Cette seule pensée le fit frissonner.
Il est de ces parties si périlleuses qu'à l'instant décisif tout devient sujet de méfiance et de crainte.
B. Mascarot en était à ce point d'avoir peur de son ombre.
C'est surtout quand on n'est plus séparé du but que par la longueur du bras que l'anxiété est terrible.
– Non, répondit-il, je suis un fou, et je me mets martel en tête pour des soupçons chimériques. S'il se trouvait un homme habile à ce point de m'avoir pénétré, patient jusque-là d'endosser la livrée de Croisenois pour me surveiller de plus près, cet homme ne serait pas assez simple pour se créer cette originalité qui me l'a fait remarquer.
Il se disait cela, mais il se raisonnait aussi vainement qu'un poltron siffle dans l'obscurité pour dissiper ses terreurs.
Entre tous ses expédients, parmi ses moyens d'investigations, il devait bien s'en trouver un qui lui permit de fouiller dans le passé de ce domestique si susceptible, et il cherchait.
Il se creusait la tête, lorsque Beaumarchef parut de nouveau tout effaré.
– Encore toi! dit durement le placeur; qui t'a appelé?
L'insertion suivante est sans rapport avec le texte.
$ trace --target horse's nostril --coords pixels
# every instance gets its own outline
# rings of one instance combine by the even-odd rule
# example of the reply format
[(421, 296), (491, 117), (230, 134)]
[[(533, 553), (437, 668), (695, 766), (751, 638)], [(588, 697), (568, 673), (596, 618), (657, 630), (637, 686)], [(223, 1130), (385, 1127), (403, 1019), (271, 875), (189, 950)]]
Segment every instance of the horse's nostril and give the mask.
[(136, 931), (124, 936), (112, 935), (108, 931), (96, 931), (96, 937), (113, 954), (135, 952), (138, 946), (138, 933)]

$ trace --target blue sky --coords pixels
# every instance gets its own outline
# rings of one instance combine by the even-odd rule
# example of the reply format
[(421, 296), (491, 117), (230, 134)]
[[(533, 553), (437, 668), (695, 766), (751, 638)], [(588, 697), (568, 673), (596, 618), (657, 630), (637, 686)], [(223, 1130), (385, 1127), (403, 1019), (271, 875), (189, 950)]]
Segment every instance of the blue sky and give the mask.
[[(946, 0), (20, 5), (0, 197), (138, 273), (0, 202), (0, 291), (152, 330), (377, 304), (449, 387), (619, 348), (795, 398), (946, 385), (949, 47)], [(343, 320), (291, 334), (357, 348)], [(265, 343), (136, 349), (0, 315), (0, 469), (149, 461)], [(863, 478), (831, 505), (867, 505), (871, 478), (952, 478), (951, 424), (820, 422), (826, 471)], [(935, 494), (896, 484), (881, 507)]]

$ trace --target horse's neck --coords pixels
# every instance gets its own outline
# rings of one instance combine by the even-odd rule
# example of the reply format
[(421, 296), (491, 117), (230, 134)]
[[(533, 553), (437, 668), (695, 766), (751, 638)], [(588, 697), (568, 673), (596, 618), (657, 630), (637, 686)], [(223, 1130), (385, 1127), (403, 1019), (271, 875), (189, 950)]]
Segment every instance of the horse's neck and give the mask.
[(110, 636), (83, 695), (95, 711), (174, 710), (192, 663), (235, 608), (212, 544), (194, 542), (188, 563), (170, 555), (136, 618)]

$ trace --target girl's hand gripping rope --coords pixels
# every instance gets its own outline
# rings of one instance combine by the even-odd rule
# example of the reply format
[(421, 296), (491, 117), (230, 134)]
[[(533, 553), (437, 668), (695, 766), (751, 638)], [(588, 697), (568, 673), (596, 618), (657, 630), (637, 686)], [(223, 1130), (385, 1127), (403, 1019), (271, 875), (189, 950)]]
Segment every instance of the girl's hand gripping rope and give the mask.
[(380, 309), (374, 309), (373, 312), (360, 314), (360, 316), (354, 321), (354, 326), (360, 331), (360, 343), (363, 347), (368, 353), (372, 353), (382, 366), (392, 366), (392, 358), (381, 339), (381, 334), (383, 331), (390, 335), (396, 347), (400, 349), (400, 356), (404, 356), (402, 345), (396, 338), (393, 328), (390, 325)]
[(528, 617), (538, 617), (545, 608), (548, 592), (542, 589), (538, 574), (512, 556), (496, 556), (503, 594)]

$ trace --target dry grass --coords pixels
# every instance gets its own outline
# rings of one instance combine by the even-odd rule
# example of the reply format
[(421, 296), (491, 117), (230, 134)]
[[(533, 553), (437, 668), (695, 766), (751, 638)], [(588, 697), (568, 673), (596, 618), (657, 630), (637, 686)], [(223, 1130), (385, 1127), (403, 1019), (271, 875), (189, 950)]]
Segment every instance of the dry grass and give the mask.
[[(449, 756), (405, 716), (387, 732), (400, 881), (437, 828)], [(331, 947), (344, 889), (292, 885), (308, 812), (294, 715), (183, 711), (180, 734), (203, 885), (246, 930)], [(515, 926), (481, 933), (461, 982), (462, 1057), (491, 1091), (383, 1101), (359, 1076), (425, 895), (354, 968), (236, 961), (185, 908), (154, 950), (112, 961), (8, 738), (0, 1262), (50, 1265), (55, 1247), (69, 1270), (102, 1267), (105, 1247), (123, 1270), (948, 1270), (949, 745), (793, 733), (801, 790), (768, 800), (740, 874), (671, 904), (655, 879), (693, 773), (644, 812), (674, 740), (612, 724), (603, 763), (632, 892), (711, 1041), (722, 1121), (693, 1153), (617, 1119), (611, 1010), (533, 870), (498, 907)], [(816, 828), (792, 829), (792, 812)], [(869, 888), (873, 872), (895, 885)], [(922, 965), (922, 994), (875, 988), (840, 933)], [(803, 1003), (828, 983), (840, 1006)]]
Je ne saurais donc rester tranquille une minute aujourd'hui?
– Patron, c'est que…
– Va-t'en.
Mais le docile sous-off ne recula pas d'une semelle.
– C'est le petit qui est là, insista-t-il.
– Paul?
– Lui-même, patron.
– Comment, à cette heure!.. Je ne lui avais donné rendez-vous que pour midi. Lui serait-il survenu quelque aventure?
Il s'interrompit.
La porte que Beaumarchef avait laissé entrebâillée s'ouvrit, livrant passage à Paul Violaine.
En effet, il avait dû lui arriver quelque chose d'extraordinaire.